POURQUOI JE NE QUITTE PAS X (ET POURQUOI JE COMPRENDS CEUX QUI LE FONT) CP A. LÉAUMENT

 COMMUNIQUÉ DE PRESSE

ANTOINE LÉAUMENT - DÉPUTÉ DE L'ESSONNE

Président du groupe d'études Réseaux sociaux Rapporteur de la commission d'enquête parlementaire sur l'organisation des élections

POURQUOI JE NE QUITTE PAS X (ET POURQUOI JE COMPRENDS CEUX QUI LE FONT)


Depuis son rachat par Elon Musk, X est devenu un outil d'influence du milliardaire d'extrême droite: modification de l'algorithme pour mettre en avant ses propres publications, mise en avant du contenu d'extrême droite, prolifération de fake News, arrêt de la modération des contenus haineux, bulles de filtres alimentant la haine, ingérence étrangère... La liste est longue. C'est un danger pour la démocratie.

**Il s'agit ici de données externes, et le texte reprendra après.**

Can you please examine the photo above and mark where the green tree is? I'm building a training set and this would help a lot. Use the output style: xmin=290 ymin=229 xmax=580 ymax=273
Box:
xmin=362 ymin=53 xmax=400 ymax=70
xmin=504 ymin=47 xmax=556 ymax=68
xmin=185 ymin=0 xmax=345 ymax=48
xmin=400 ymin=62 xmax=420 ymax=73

Face à cette situation, le mouvement HelloQuitX appelle à quitter collectivement X ce lundi 20 janvier, date de l'investiture de Donald Trump. Le but affaiblir Elon Musk en discréditant sa plateforme, tout en renforçant des réseaux sociaux concurrents comme Mastodon ou BlueSky.

Je comprends cette initiative et je ne souhaite pas la critiquer. Le boycott est un moyen de pression souvent efficace. Néanmoins, je fais pour ma part le choix de rester sur cette plateforme. Je le fais lucidement, en sachant qu'il s'agira quoi qu'il arrive d'un terrain défavorable pour nos idées. Mais je pense - pour l'instant - utile d'y rester pour mener le combat contre l'extrême droite.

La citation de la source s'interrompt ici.